MSD Korea’s “Self-Assurance” program, recording conversations of doctors at a product briefing as part of its compliance monitoring, might be illegal, experts said.

The Korean offshoot of the U.S.-based drugmaker said it had received the consent of participating physicians in advance or at the scene. However, the company’s personal information consent form and the personal information processing policy did not include any clause mentioning the company’s possible collection and storage of doctors’ talks.

MSD Korea’s collecting and recording personal conversations of physicians on the pretext of providing a product briefing could be illegal in terms of intrusion of privacy and freedom, legal experts noted.

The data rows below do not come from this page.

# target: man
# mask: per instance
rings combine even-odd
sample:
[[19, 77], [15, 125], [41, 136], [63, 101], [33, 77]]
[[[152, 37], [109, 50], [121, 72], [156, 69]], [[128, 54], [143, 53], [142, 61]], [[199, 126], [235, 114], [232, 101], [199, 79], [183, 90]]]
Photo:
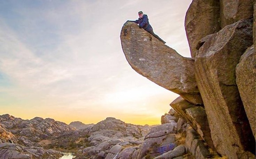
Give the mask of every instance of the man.
[[163, 42], [164, 44], [166, 43], [163, 40], [154, 33], [153, 31], [153, 28], [150, 24], [149, 24], [148, 18], [148, 16], [147, 15], [143, 14], [142, 11], [139, 11], [138, 12], [138, 14], [139, 14], [139, 19], [136, 20], [128, 20], [128, 21], [134, 22], [137, 24], [139, 24], [139, 27], [140, 28], [143, 28], [156, 38]]

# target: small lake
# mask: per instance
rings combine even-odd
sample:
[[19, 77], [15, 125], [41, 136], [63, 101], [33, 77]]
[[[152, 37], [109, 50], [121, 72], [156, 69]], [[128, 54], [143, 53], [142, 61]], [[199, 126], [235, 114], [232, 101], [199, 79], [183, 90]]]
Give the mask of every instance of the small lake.
[[64, 153], [64, 156], [59, 158], [60, 159], [72, 159], [76, 156], [73, 156], [71, 153]]

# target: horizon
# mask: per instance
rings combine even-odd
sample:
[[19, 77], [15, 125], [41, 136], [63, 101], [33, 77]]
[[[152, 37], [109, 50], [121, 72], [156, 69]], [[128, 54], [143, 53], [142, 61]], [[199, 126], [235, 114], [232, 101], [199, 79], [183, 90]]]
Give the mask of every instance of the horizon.
[[121, 29], [142, 10], [166, 45], [191, 57], [184, 23], [192, 1], [0, 2], [0, 114], [160, 124], [179, 96], [132, 69]]
[[[58, 120], [55, 120], [55, 119], [54, 119], [53, 118], [49, 118], [49, 117], [47, 117], [47, 118], [42, 118], [41, 117], [40, 117], [40, 116], [35, 116], [34, 117], [33, 117], [32, 118], [30, 118], [30, 119], [23, 119], [23, 118], [21, 118], [20, 117], [16, 117], [16, 116], [14, 116], [12, 115], [11, 114], [0, 114], [0, 116], [4, 115], [10, 115], [10, 116], [13, 116], [13, 117], [15, 117], [15, 118], [21, 118], [21, 119], [22, 119], [22, 120], [32, 120], [33, 119], [33, 118], [36, 118], [36, 117], [40, 117], [40, 118], [42, 118], [44, 120], [45, 120], [46, 119], [47, 119], [47, 118], [51, 119], [53, 119], [55, 121], [56, 121], [56, 122], [62, 122], [62, 123], [64, 123], [65, 124], [66, 124], [67, 125], [69, 125], [71, 123], [73, 123], [73, 122], [81, 122], [81, 123], [82, 123], [82, 124], [86, 124], [86, 125], [96, 124], [98, 124], [98, 123], [100, 122], [101, 122], [102, 121], [103, 121], [104, 120], [106, 120], [106, 119], [107, 118], [108, 118], [108, 117], [111, 117], [111, 116], [108, 116], [108, 117], [107, 117], [106, 118], [105, 118], [105, 119], [103, 119], [103, 120], [101, 120], [100, 121], [99, 121], [98, 122], [96, 122], [96, 123], [84, 123], [83, 122], [81, 122], [80, 121], [71, 121], [71, 122], [70, 122], [69, 123], [65, 123], [65, 122], [62, 122], [62, 121], [58, 121]], [[121, 121], [122, 121], [123, 122], [124, 122], [124, 121], [122, 121], [122, 120], [120, 120], [119, 119], [117, 118], [115, 118], [117, 120], [121, 120]], [[145, 125], [148, 125], [149, 126], [153, 126], [153, 125], [160, 125], [160, 124], [148, 125], [148, 124], [144, 124], [144, 125], [140, 125], [140, 124], [133, 124], [133, 123], [126, 123], [126, 122], [125, 122], [125, 124], [133, 124], [133, 125], [142, 125], [142, 126], [145, 126]]]

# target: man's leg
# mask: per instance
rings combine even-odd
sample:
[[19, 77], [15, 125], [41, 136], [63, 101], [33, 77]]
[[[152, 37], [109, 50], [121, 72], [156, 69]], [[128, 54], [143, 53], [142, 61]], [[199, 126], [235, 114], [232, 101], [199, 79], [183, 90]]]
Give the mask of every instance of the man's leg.
[[164, 44], [165, 44], [165, 43], [166, 43], [162, 39], [161, 39], [161, 38], [160, 38], [160, 37], [158, 36], [157, 36], [157, 35], [155, 34], [154, 33], [154, 32], [153, 31], [153, 30], [151, 30], [149, 31], [148, 32], [148, 33], [150, 33], [150, 34], [151, 34], [152, 35], [153, 35], [156, 38], [160, 40], [161, 42], [163, 42], [164, 43]]

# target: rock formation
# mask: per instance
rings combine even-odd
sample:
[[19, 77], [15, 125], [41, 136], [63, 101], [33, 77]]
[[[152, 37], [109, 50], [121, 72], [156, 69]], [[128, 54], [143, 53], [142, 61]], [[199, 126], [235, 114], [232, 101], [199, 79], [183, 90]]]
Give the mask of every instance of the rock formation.
[[196, 47], [200, 39], [220, 30], [219, 10], [218, 0], [193, 0], [190, 5], [186, 14], [185, 28], [192, 58], [197, 53]]
[[[132, 68], [180, 95], [172, 107], [229, 158], [255, 158], [256, 5], [254, 0], [193, 0], [185, 21], [193, 59], [134, 23], [125, 23], [120, 35]], [[171, 120], [167, 117], [163, 123]]]
[[188, 122], [209, 146], [215, 150], [204, 108], [192, 104], [181, 97], [174, 100], [170, 105]]
[[240, 20], [253, 17], [253, 0], [222, 0], [220, 3], [222, 28]]
[[191, 103], [202, 104], [194, 60], [183, 57], [134, 23], [125, 23], [120, 36], [126, 58], [135, 71]]
[[236, 68], [236, 82], [239, 94], [256, 139], [256, 60], [254, 45], [241, 56]]
[[251, 20], [227, 26], [201, 40], [202, 46], [199, 47], [195, 62], [212, 139], [218, 152], [231, 158], [243, 151], [253, 151], [255, 146], [236, 85], [235, 71], [240, 57], [252, 44], [252, 35]]

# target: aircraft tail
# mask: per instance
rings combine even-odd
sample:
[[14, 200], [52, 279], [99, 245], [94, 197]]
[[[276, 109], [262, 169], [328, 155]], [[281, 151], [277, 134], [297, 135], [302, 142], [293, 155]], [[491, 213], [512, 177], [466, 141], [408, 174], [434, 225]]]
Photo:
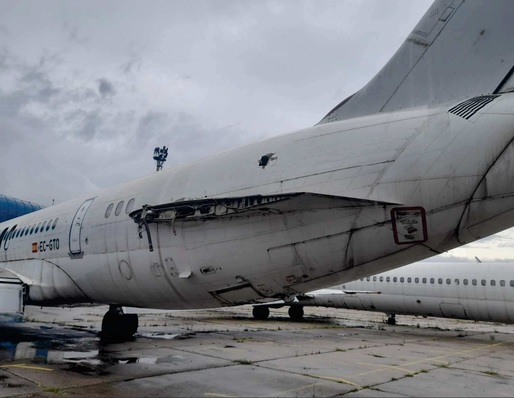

Lee Dong-pil, a lawyer at law firm UiSung, said although MSD Korea secured the physicians’ consent on its monitoring of product briefings and academic events, it was to confirm its employees were operating the events appropriately. “The monitoring program should be minimally done, only just to check if workers were holding product briefings or academic meetings properly,” Lee said.

Korea Biomedical Review checked the consent form online and found that it requested a doctor’s name, contact number, and affiliation. It did not have any explanation that the company might record a doctor’s comments during a product briefing.

At the bottom of MSD Korea’s website, the company says it entrusts personal information processing service to its contract firm “COMIM” and the service includes “design, homepage management, and monitoring related with event coordinating.”

MSD Korea’s personal information processing policy shown at the bottom of its website says its contract firm “COMIN” is managing “design, homepage management, event coordinating-related monitoring.”

MSD Korea was the only one among over 20 multinational pharmaceuticals operating in Korea that revealed the name of the contractor on event monitoring in the personal information processing policy.

However, physicians were skeptical whether they would sign a consent form if it included not only names and contacts but an additional note that MSD Korea might record their conversations at a product briefing.

After KBR’s news reports on MSD Korea’s excessive monitoring controversy, many doctors commented that they would not have attended the company’s product briefings if the company had given them a notice that their conversations were being filed.

“If a pharmaceutical salesperson reports what doctors talked about, which doctor would want to attend the event? If I had known it in advance, I would never have joined. I feel very intimidated,” a clinic owner physician said.

MSD Korea said it did not run the monitoring program on all of the product briefings but did so randomly. It added that it would come up with measures to improve the situation as soon as possible.

However, over a month has passed since KBR reported on the company’s recording of doctors’ talks and the company has not provided any measure to date.